The premise for the race is that nvme_rdma_teardown_io_queues calls
nvme_quiesce_io_queues -> nvme_sync_io_queues BEFORE
nvme_rdma_cancel_tagset, so after sync returns we expect no
blk_mq_timeout_work can fire concurrent with cancel_tagset. With the
unpatched blk_sync_queue(), that expectation breaks:
nvme_rdma_timeout() returning BLK_EH_RESET_TIMER causes a per-request
blk_add_timer() to re-arm q->timeout from inside the timeout work
that blk_sync_queue is in the middle of draining. After sync's
del_timer_sync (which ran first in the old ordering) and
cancel_work_sync return, q->timeout is once again armed. It fires
shortly afterwards, queueing a new blk_mq_timeout_work that races
nvme_rdma_cancel_tagset on the same rqs.

The race also corrupts wire ordering, since the clone is released
by dm-rq while its SEND/RECV WRs are still outstanding (the forced
completions bypassed end_request's refcount drain gate). A late
recv CQE then lands on the freed slot, dereferences NULL mq_hctx
inside blk_mq_complete_request_remote, and panics the kernel:

  [ 3079.146243] BUG: kernel NULL pointer dereference, address: 0000000000000136
  [ 3079.150802] #PF: supervisor read access in kernel mode
  [ 3079.150811] PGD 0 P4D 0
  [ 3079.150813] Oops: 0000 [#1] SMP
  [ 3079.150819] CPU: 1 PID: 10069 Comm: foed
  [ 3079.150834] RIP: 0010:blk_mq_complete_request_remote+0x15/0x130
  [ 3079.155506] CR2: 0000000000000136
  [ 3079.155516] Call Trace:
  [ 3079.166933]  ? blk_mq_complete_request_remote+0x15/0x130
  [ 3079.166953]  ? nvme_should_fail+0x3e/0x90 [nvme_core]
  [ 3079.166958]  nvme_rdma_end_request+0x55/0x80 [nvme_rdma]
  [ 3079.166962]  nvme_rdma_recv_done+0x1a4/0x5e0 [nvme_rdma]
  [ 3079.185939]  __ib_process_cq+0x79/0x150 [ib_core]
  [ 3079.193425]  ib_poll_handler+0x2c/0xb0 [ib_core]

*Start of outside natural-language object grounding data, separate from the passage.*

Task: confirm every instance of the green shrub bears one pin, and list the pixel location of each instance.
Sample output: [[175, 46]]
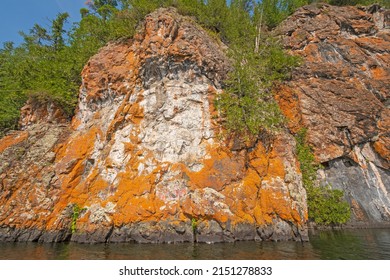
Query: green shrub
[[75, 216], [325, 205]]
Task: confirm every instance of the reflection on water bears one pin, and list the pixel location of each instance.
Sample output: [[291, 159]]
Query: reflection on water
[[342, 244]]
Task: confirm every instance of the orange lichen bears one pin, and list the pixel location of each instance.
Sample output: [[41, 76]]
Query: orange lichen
[[12, 140]]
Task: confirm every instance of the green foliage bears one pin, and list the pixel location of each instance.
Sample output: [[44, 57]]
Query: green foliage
[[326, 206], [383, 3], [194, 224], [49, 62]]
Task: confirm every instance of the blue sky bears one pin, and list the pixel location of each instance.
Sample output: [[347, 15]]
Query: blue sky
[[21, 15]]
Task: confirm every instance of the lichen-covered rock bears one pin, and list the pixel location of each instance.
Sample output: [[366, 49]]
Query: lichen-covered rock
[[145, 161], [341, 95], [35, 111]]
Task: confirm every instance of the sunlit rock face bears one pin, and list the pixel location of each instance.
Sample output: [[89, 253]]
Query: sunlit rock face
[[341, 95], [145, 158]]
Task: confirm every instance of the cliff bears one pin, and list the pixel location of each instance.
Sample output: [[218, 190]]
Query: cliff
[[145, 159], [341, 95]]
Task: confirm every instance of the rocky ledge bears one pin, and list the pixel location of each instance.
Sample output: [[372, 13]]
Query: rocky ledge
[[340, 94]]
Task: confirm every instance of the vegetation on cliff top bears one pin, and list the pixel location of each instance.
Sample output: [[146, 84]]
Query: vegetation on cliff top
[[48, 64]]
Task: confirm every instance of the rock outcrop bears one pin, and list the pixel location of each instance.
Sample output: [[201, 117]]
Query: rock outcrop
[[341, 95], [143, 159]]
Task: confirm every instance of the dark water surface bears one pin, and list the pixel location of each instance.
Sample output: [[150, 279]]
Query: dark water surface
[[342, 244]]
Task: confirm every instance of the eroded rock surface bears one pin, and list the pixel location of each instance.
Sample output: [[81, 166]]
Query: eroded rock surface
[[341, 95], [144, 159]]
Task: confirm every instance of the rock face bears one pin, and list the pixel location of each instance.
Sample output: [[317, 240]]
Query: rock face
[[341, 95], [143, 159]]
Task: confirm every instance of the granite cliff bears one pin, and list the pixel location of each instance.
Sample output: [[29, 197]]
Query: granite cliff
[[145, 158], [341, 95]]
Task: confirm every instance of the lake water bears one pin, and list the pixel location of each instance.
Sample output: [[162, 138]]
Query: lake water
[[341, 244]]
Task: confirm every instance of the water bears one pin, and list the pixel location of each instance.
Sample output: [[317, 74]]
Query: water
[[342, 244]]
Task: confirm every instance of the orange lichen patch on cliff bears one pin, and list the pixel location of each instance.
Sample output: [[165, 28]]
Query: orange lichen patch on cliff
[[12, 140], [77, 147], [275, 202], [288, 100], [220, 169], [311, 53], [379, 73]]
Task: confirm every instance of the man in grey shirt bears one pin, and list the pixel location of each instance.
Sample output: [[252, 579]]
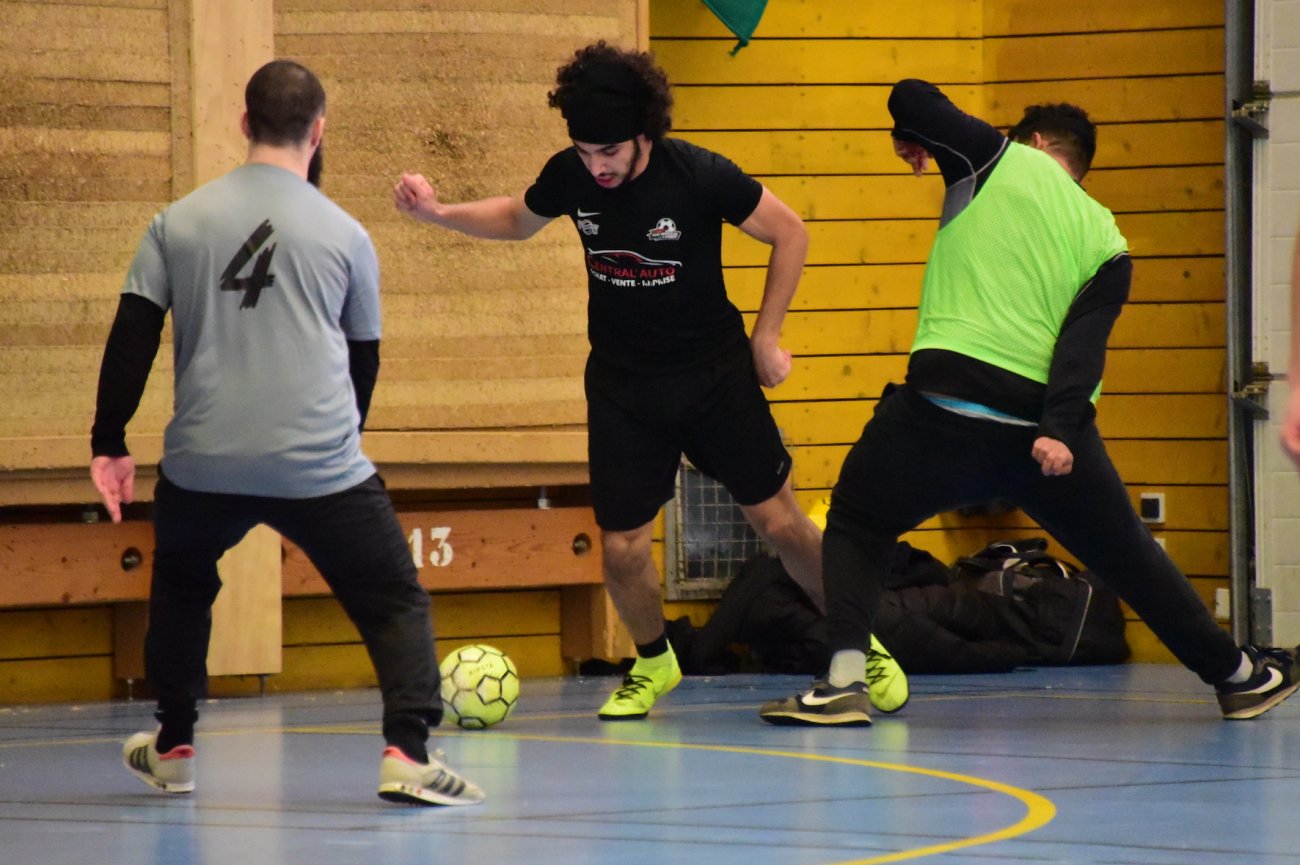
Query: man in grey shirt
[[274, 302]]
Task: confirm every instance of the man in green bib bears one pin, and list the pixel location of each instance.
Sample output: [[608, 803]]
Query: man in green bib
[[1025, 281]]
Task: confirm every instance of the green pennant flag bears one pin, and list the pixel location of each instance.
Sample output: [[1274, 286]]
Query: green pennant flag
[[740, 16]]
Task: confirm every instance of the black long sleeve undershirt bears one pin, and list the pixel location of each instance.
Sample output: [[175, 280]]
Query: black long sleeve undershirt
[[967, 150], [129, 355], [363, 364]]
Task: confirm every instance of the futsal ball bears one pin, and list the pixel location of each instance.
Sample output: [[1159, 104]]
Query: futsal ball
[[480, 686]]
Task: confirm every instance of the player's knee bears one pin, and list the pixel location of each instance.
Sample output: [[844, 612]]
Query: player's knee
[[780, 527], [624, 553]]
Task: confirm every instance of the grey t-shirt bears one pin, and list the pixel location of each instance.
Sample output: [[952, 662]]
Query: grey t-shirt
[[267, 281]]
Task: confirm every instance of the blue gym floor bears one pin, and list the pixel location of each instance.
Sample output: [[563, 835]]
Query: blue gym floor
[[1125, 765]]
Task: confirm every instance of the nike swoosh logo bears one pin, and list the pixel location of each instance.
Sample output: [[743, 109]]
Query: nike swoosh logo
[[1274, 680], [813, 700]]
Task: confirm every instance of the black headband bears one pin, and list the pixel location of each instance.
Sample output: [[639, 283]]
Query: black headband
[[602, 106]]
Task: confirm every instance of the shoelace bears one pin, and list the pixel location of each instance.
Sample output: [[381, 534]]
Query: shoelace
[[632, 684]]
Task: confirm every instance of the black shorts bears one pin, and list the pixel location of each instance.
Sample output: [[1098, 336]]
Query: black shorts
[[640, 424]]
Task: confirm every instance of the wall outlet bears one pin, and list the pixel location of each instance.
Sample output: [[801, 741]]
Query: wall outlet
[[1222, 605], [1151, 507]]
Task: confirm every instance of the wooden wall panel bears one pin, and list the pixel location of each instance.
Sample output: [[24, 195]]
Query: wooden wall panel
[[479, 334], [85, 160]]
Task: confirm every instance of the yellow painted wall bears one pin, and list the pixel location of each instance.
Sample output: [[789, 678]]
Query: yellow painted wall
[[804, 109], [87, 151]]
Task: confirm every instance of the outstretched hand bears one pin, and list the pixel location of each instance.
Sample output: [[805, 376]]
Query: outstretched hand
[[771, 362], [1054, 457], [415, 197], [115, 479]]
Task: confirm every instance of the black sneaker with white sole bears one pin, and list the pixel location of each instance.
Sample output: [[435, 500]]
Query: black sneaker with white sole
[[1272, 682], [822, 705]]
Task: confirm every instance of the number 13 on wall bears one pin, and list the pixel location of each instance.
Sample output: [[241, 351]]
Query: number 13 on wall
[[440, 546]]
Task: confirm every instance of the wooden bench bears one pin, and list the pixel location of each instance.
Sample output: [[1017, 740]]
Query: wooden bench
[[489, 545]]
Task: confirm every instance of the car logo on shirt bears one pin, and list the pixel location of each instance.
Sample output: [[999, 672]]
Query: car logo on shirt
[[664, 230]]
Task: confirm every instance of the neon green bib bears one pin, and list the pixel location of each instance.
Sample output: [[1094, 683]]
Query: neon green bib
[[1004, 272]]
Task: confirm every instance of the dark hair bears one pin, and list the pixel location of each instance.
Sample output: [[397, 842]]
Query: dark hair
[[1066, 126], [284, 99], [635, 69]]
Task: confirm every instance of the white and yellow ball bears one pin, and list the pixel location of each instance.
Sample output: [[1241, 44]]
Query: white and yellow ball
[[480, 686]]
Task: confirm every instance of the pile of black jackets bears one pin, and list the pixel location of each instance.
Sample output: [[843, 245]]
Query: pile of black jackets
[[1006, 606]]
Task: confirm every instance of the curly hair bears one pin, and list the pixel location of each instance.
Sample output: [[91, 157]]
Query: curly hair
[[1070, 129], [637, 70]]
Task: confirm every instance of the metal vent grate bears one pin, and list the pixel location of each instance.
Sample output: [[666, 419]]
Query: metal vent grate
[[706, 536]]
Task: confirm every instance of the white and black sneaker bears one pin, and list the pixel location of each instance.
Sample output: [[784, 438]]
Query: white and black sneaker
[[822, 705], [1272, 680], [433, 783], [172, 773]]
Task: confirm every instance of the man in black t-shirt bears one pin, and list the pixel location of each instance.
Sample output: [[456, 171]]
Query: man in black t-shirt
[[671, 370]]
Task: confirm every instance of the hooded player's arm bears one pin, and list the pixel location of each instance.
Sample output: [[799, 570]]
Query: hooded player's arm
[[1079, 357]]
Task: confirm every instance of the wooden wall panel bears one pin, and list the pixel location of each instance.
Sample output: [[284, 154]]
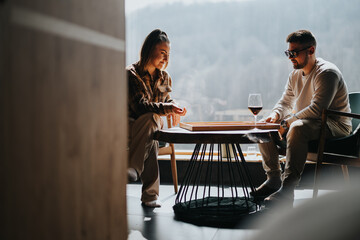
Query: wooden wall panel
[[102, 16], [64, 132]]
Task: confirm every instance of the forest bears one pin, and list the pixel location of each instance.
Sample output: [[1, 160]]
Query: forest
[[221, 52]]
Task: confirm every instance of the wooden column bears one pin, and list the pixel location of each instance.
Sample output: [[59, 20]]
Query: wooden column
[[63, 120]]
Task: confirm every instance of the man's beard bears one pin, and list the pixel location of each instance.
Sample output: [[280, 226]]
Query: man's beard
[[301, 66]]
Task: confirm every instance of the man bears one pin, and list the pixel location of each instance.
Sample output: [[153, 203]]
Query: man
[[313, 85]]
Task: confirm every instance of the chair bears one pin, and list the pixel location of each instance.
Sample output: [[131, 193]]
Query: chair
[[168, 149], [341, 151]]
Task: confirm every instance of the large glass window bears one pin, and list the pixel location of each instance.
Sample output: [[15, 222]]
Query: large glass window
[[223, 50]]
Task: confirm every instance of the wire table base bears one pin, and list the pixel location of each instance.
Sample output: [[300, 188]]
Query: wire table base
[[215, 189]]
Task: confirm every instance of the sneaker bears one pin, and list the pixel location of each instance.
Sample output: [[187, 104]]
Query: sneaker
[[132, 175], [283, 197], [152, 204], [266, 189]]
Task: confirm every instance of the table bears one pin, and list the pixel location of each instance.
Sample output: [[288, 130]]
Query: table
[[205, 196]]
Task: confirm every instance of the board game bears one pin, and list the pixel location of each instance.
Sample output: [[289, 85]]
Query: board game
[[222, 126]]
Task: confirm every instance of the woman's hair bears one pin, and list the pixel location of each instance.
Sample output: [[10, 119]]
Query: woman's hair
[[147, 49], [304, 37]]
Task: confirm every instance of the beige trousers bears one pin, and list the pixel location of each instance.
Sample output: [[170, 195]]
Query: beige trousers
[[300, 133], [143, 152]]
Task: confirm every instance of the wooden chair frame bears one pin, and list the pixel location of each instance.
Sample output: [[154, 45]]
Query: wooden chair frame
[[332, 158], [170, 150]]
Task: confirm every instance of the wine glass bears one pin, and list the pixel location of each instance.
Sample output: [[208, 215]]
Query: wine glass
[[255, 104]]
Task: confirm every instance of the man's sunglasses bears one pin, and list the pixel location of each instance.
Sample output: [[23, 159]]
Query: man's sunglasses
[[293, 53]]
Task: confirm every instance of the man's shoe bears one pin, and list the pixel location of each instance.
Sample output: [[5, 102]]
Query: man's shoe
[[266, 189], [132, 175], [152, 204], [283, 197], [262, 192]]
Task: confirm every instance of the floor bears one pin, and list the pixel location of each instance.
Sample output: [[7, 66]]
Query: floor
[[159, 223]]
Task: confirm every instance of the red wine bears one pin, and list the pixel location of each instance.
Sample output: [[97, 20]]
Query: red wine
[[255, 110]]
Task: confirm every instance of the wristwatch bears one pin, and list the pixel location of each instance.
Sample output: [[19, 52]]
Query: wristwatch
[[283, 124]]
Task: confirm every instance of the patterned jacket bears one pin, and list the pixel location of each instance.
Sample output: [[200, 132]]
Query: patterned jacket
[[147, 94]]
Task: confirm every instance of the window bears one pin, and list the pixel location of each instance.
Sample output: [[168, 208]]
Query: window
[[223, 50]]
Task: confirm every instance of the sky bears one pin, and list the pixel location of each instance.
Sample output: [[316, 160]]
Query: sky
[[134, 5]]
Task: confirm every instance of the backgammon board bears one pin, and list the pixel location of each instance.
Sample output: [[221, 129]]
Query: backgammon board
[[222, 126]]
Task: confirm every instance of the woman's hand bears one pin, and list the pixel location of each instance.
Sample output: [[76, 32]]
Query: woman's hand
[[272, 118]]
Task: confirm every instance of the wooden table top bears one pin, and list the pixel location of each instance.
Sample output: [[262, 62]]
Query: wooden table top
[[181, 135]]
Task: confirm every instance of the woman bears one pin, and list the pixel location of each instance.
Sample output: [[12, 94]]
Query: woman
[[149, 86]]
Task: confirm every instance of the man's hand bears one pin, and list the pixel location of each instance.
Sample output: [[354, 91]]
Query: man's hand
[[175, 115], [283, 129]]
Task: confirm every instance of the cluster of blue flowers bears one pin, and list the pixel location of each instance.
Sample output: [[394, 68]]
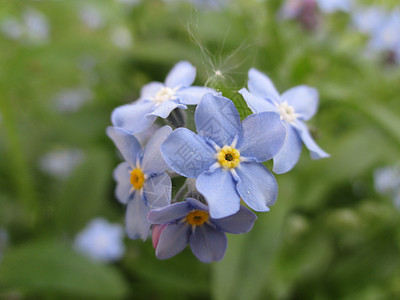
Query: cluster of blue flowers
[[223, 161]]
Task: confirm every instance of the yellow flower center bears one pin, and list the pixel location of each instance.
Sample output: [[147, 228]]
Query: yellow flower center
[[164, 94], [137, 179], [228, 157], [197, 217]]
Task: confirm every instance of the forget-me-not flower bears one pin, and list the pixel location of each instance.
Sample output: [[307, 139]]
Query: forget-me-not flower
[[142, 183], [189, 222], [160, 99], [368, 19], [226, 156], [295, 106], [101, 240]]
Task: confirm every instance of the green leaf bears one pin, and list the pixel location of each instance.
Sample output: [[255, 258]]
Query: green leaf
[[84, 195], [249, 259], [51, 268]]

(CR2=0x136 = offsetof(struct blk_mq_hw_ctx, nr_ctx); the deref is
rq->mq_hctx->nr_ctx with rq->mq_hctx already nulled by
__blk_mq_free_request from the racy double release above.)

We backported your patch to 6.6 (QUEUE_FLAG_NOTIMEOUT is still in
the #define-with-slot-number style there; allocated slot 2). With
the patch applied, both upstream signals went silent across
multiple-hour torture runs:

  - WARN_ON_ONCE at block/blk.h:508 (double-free): 0 occurrences.
  - NULL deref panic at blk_mq_complete_request_remote+0x15 (stale
    CQE on freed slot): 0 occurrences.

In response to Keith's earlier comment about this being an nvme-fc
problem:

  - The deadlock you described (sync called from within timeout work)
    is specific to nvme-fc's call pattern, agreed.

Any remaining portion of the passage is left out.